# xenon bulb replacement?



## XKxRome0ox (Mar 3, 2003)

how long do the xenon bulbs generally last?
and how much did you pay to buy new xenon bulbs?

(are xenon bulbs included in the free maintenance as well?)


----------



## tgravo2 (Dec 7, 2002)

XKxRome0ox said:


> *how long do the xenon bulbs generally last?
> and how much did you pay to buy new xenon bulbs?
> 
> (are xenon bulbs included in the free maintenance as well?) *


My salesman told me they will last much longer than the car ever would :dunno:


----------



## 3seriesbimmer (Jun 20, 2002)

I don't know if thats the truth... I am beginning to see many of the first gen xenon bulbs (VERY purple) on the Acura TL's and CL's out. SO I would assume that they do last quite a bit longer than halogens but maybe only a few years longer. My dealer mentioned that they WERE covered under free maintenance. Good thing too because those bulbs are very pricey.:thumbup:


----------



## The HACK (Dec 19, 2001)

3seriesbimmer said:


> *I don't know if thats the truth... I am beginning to see many of the first gen xenon bulbs (VERY purple) on the Acura TL's and CL's out. SO I would assume that they do last quite a bit longer than halogens but maybe only a few years longer. My dealer mentioned that they WERE covered under free maintenance. Good thing too because those bulbs are very pricey.:thumbup: *


Yeah, only if they fail within the first 3 years and 36,000 miles.

Heck, ALL of the halogen lights in my family's cars have lasted at least 5 years. My parents halogens on their Pathfinder was the OEM equipment from 11 years ago until I changed them out of pity last year to a slightly higher wattage bulb.


----------



## ChrisTO (Jan 24, 2002)

good timing...my halogen low beam bulb just toasted today! and my car is only a little over 2 years old. that is now the second bulb to burn out on the car. what is it with these cars and anything electrical. 
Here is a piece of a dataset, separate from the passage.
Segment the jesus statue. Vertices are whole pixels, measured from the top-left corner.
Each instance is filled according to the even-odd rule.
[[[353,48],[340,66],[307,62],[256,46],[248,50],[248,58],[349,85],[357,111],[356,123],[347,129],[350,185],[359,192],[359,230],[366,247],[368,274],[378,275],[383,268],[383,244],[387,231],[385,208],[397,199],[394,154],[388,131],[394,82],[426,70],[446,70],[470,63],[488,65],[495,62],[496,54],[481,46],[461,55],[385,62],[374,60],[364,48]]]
a listing of electrics that had to be replaced on my car so far....

- radiator fan
- end stage resistor for HVAC fan
- AM amplifier
- both fuel sending units
- turn signal bulb 
- low beam headlight bulb

for a car that is a little over 2 years old that to me seems like a lot of problems. heck even my GMC Jimmy didn't have this many problems in such a short period of time.


----------



## SARAFIL (Feb 19, 2003)

The HACK said:


> *Yeah, only if they fail within the first 3 years and 36,000 miles.
> *


All lights are covered under the full warranty (4 years/50k)


----------



## XKxRome0ox (Mar 3, 2003)

well.. 
i wonder if they would replace mine... because i retrofitted the xenons.. didn't come stock on my car...
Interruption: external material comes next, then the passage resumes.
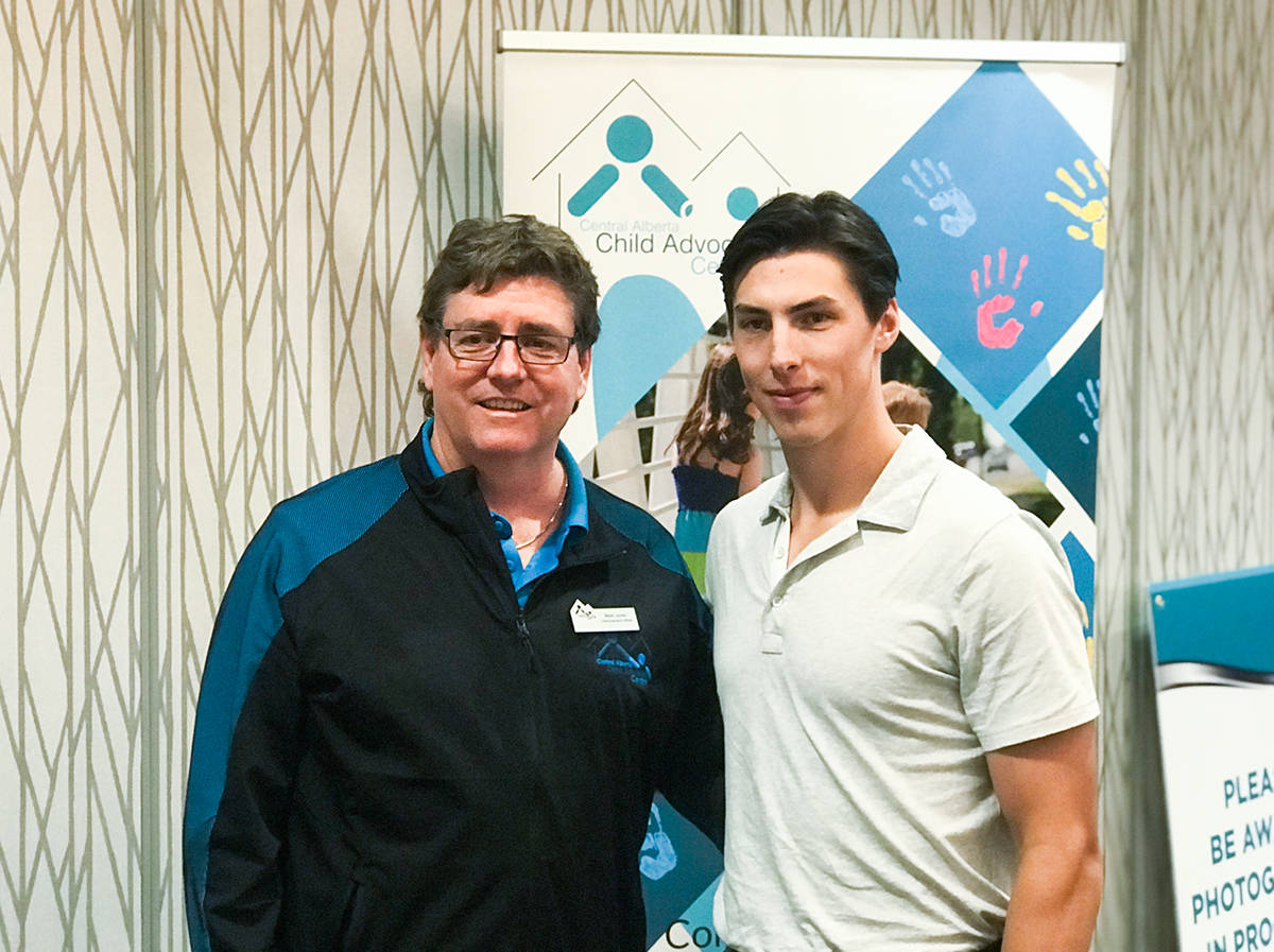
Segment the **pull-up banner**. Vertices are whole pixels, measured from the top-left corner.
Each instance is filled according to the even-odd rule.
[[[1150,585],[1184,949],[1274,944],[1274,566]]]
[[[601,339],[591,449],[722,314],[716,267],[785,191],[840,191],[898,257],[912,345],[1061,504],[1092,610],[1102,276],[1119,43],[503,32],[503,209],[566,229]],[[652,815],[652,891],[684,873]],[[683,876],[680,888],[707,888]],[[708,877],[711,878],[711,877]],[[655,897],[660,948],[712,946],[706,896]],[[689,896],[694,900],[694,896]],[[671,929],[668,910],[687,911]]]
but i don't think my bulbs are going to burn out soon either... i only have about 650 miles left on the free maintenance
and it's only been 1 year and 9 months


----------



## tgravo2 (Dec 7, 2002)

I highly doubt they would give you new xenons if they werent stock on the car.


----------



## JetBlack330i (Feb 8, 2002)

XKxRome0ox said:


> *well..
> i wonder if they would replace mine... because i retrofitted the xenons.. didn't come stock on my car...
> *


Your driver side head light needs adjustment.


----------



## SARAFIL (Feb 19, 2003)

rumatt said:


> *So since they live longer than halogens, it ensures that they make it out of warrantee before they die so BMW dowsn't have to pay the 1K or whatever it is that they cost these days. Are they any cheaper yet? *


While the entire xenon unit might cost $1,000, the xenon bulb is not anywhere near as expensive as that. I don't know the exact price, but maybe someone with ETK can look up the part number and we can get an idea of the price...


----------



## SARAFIL (Feb 19, 2003)

XKxRome0ox said:


> *well..
> i wonder if they would replace mine... because i retrofitted the xenons.. didn't come stock on my car...
> *


Did you buy them new from a BMW dealer? If so, the lights will have the standard 1 year warranty on any new BMW parts.

If not, they will not replace them.


----------



## XKxRome0ox (Mar 3, 2003)

JetBlack330i said:


> *Your driver side head light needs adjustment. *


in my signature, the driver's side is still halogen
and the passenger side is xenon

i was using that picture to show people the difference between halogen/xenon side by side

my car looks like this now


----------



## The HACK (Dec 19, 2001)

rumatt said:


> *So since they live longer than halogens, it ensures that they make it out of warrantee before they die so BMW dowsn't have to pay the 1K or whatever it is that they cost these days. Are they any cheaper yet? *


$1K? I thought the bulbs are only around $100. The entire Xenon kit is ~$1,000.


----------



## 3seriesbimmer (Jun 20, 2002)

the Ostram and Phillips bulbs are around 100 to 200 each:thumbup:


----------



## rwg (May 10, 2002)

The retro filt kit from lavalight (using Osram bulbs) is less than $600. The bulbs are hardly 1k each.

http://www.lavalighting.com/products.html

Edit: I found a site with $107 and $115 replacement bulbs. I didn't take the time to figure out what the difference is.

http://www.lightingresearch.com/hid_conversion_kit.htm


----------